Dan hingga saat perpisahan itu ayah, engkau mengantarku ke stasiun kota. Diri ini tak ingin pergi meninggalkan dirimu yang kini tak sekuat dulu lagi. Raut wajahmu yang mulai mengerut, tanda kau telah berjuang keras hingga detik ini. Aku tak mampu ayah, menumpahkan air mataku di hadapanmu.

“Ayah, aku pergi. Mau sekolah dulu. Nanti kalau ada libur, aku pulang ya..”

Lagi-lagi, kau hanya berucap sepatah, yang menurutku kurang panjang untuk diucapkan pada saat-saat menjelang perpisahan. “Iya, jaga diri baik-baik. Ayah percaya sepenuhnya sama kamu.”

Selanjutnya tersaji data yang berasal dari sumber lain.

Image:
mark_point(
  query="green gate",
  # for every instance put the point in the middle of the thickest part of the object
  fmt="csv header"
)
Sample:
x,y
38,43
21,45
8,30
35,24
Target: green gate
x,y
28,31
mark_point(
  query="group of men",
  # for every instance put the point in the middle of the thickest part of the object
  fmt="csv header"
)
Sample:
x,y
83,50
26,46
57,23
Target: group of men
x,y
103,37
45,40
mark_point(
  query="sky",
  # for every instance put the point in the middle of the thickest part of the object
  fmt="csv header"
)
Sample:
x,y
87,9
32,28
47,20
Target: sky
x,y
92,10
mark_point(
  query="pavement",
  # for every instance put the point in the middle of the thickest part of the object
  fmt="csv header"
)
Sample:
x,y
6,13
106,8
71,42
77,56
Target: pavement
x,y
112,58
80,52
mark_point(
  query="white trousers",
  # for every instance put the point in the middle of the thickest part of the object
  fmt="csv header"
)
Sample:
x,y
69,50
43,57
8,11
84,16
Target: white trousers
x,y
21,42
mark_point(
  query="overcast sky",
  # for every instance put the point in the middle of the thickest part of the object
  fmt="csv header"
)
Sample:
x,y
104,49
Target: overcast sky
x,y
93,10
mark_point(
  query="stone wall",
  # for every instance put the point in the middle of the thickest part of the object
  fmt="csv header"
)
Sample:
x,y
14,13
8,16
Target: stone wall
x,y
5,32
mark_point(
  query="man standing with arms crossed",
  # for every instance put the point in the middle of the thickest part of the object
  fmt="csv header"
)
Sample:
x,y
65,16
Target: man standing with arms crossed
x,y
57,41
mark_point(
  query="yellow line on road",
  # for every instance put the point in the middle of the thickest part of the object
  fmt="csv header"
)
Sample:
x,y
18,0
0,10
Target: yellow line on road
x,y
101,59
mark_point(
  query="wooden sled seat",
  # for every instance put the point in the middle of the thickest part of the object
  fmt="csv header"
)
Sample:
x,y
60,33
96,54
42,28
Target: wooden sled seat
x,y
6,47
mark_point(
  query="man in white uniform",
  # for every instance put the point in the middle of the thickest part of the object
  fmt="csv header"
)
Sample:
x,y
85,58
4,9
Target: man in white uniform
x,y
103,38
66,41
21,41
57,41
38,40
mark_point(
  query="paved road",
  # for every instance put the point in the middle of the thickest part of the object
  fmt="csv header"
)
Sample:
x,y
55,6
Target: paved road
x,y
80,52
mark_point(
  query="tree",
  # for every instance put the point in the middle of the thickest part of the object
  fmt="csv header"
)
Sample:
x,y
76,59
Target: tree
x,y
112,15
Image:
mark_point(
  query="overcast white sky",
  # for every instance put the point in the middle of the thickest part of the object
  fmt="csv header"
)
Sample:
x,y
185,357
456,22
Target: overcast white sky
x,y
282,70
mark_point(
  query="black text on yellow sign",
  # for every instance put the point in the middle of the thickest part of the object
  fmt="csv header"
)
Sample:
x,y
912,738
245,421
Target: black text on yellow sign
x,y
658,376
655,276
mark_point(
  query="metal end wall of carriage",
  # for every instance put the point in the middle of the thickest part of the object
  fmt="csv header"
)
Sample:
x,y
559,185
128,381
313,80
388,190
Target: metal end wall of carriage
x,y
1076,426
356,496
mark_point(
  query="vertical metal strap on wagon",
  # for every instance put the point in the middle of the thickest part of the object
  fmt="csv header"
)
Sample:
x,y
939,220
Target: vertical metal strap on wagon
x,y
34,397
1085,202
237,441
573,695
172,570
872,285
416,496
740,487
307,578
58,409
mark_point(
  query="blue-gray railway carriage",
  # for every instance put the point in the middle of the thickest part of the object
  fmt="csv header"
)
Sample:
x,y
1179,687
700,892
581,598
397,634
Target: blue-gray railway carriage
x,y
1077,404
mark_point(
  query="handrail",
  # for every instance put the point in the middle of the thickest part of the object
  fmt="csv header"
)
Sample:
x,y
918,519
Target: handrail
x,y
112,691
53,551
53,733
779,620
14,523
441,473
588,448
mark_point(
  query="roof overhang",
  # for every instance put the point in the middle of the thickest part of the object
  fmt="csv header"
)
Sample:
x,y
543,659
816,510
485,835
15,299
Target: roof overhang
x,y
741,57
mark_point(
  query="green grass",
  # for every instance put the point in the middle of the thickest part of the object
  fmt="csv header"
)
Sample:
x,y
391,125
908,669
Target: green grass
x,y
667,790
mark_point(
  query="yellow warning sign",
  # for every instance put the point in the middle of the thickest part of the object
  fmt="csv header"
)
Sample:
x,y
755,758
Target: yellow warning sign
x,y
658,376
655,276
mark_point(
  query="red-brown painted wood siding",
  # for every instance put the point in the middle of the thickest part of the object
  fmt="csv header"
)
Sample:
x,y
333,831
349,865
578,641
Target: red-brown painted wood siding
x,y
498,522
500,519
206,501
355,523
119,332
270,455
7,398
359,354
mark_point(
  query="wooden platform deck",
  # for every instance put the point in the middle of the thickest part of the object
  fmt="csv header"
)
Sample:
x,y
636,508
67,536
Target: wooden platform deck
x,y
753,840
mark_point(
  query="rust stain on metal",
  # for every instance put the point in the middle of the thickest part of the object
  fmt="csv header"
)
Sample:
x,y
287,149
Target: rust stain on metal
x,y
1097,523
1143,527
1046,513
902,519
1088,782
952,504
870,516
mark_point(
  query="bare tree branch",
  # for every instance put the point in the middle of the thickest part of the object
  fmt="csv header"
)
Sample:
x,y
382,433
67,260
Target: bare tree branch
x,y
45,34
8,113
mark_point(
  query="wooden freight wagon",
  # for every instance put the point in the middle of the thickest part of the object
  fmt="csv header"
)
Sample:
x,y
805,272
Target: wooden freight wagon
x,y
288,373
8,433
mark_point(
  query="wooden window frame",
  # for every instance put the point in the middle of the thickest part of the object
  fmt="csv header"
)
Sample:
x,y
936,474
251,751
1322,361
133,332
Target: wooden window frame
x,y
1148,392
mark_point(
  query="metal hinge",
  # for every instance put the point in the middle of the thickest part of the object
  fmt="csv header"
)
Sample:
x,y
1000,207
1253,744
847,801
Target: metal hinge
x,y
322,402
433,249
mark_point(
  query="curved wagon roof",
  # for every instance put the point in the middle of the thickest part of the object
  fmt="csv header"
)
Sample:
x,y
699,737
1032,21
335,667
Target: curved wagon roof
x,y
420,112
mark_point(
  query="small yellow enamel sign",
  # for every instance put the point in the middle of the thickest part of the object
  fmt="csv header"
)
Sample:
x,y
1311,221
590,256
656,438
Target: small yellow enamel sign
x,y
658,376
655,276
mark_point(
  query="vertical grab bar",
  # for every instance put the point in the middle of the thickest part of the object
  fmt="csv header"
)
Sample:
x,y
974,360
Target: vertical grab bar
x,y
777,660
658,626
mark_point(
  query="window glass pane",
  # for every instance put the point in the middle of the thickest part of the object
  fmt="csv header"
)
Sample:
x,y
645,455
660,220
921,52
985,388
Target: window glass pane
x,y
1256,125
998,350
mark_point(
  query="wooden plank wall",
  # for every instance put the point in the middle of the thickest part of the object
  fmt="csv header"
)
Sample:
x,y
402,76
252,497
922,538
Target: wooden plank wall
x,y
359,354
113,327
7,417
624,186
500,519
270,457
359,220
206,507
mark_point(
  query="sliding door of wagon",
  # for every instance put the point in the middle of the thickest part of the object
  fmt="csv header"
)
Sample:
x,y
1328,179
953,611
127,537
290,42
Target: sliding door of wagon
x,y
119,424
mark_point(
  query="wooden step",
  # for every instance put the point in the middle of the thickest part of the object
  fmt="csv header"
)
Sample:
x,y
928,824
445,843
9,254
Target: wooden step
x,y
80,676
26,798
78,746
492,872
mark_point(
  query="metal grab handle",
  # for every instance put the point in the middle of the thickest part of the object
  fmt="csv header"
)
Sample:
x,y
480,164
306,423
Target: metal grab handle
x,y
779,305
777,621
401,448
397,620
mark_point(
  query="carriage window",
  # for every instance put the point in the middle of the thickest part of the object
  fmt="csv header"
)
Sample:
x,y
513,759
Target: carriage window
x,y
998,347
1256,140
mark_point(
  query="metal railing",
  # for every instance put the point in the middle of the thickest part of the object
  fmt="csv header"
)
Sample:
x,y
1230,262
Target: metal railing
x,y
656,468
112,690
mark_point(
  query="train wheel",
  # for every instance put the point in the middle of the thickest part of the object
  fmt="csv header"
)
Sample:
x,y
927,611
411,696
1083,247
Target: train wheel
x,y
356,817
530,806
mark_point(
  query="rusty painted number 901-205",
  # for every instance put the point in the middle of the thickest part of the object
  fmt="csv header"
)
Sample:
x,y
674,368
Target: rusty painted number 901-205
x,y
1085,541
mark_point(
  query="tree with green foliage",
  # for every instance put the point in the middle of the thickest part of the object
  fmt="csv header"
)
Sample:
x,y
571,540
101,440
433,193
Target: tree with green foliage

Semua diam. Hening dalam sayup-sayup sinar mentari senja itu. Dan aku pun pergi, beserta janji yang kupegang untuk diriku sendiri. Bahwa suatu saat nanti, saat aku kembali, senyuman tak boleh lepas dari wajahnya. Aku harus membuatnya bahagia, telah berhasil mendidik putri semata wayangnya ini.

-00-

Sudah cukup ayah, kau berikan begitu banyak cita, cerita, dan cinta yang tiada habisnya. Bahkan dalam teduhnya sikapmu, pelitnya kata-katamu, selalu ada kekuatan dan ketenangan yang menyertaiku. Terkadang mampu melalaikanku dari keluhan tanpa jeda. Terkadang mampu menghapus kristal-kristal bening berbingkai kecewa. Semua itu tak merubah sikapmu. Tetap saja seperti apa adanya.

Yang sering tanpa banyak bicara, mencatat rapat-rapat impianku. Yang tak pernah peduli, akan gurat-gurat kelelahan yang mulai menggantung di wajahmu. Lalu berusaha sekuat tenaga untuk mengubahnya menjadi nyata. Betapa bijaksana dan bertanggung jawabnya engkau atas keluargamu, ayah.

Satu lagi, saat aku gundah gulana menghadapi kerikil-kerikil kecil dalam hari-hariku, tak tahu lagi harus berbagai pada siapa selainNya. Itulah engkau ayah. Cukup dengan mendengar suaramu, duka itu lenyap. “Sudah nak, jangan bersedih. Ayah percaya, untuk anak-anak sudah ada rezekinya masing-masing. Tetap semangat belajar ya! Belajar apa saja, sebanyak-banyaknya.”

Aku harus lebih bersabar. Dan bersyukur atas segala nikmat ini. Bahwa hidupku harus selalu diisi dengan kebermanfaatan. Bagaimana caranya agar dalam 24 jam yang ada, tak berlalu sia-sia. Biarkan aku bermimpi setinggi-tingginya, ayah. Untuk memenuhi pintamu.

Allah, jagalah dia saat pengawasanku tak sampai padanya.

Robbighfirlii wa li waalidayya warhamhumaa kamaa robbayaanii shoghiiroo.

Sekali lagi, ayah. Kau luar biasa. Enninurmita.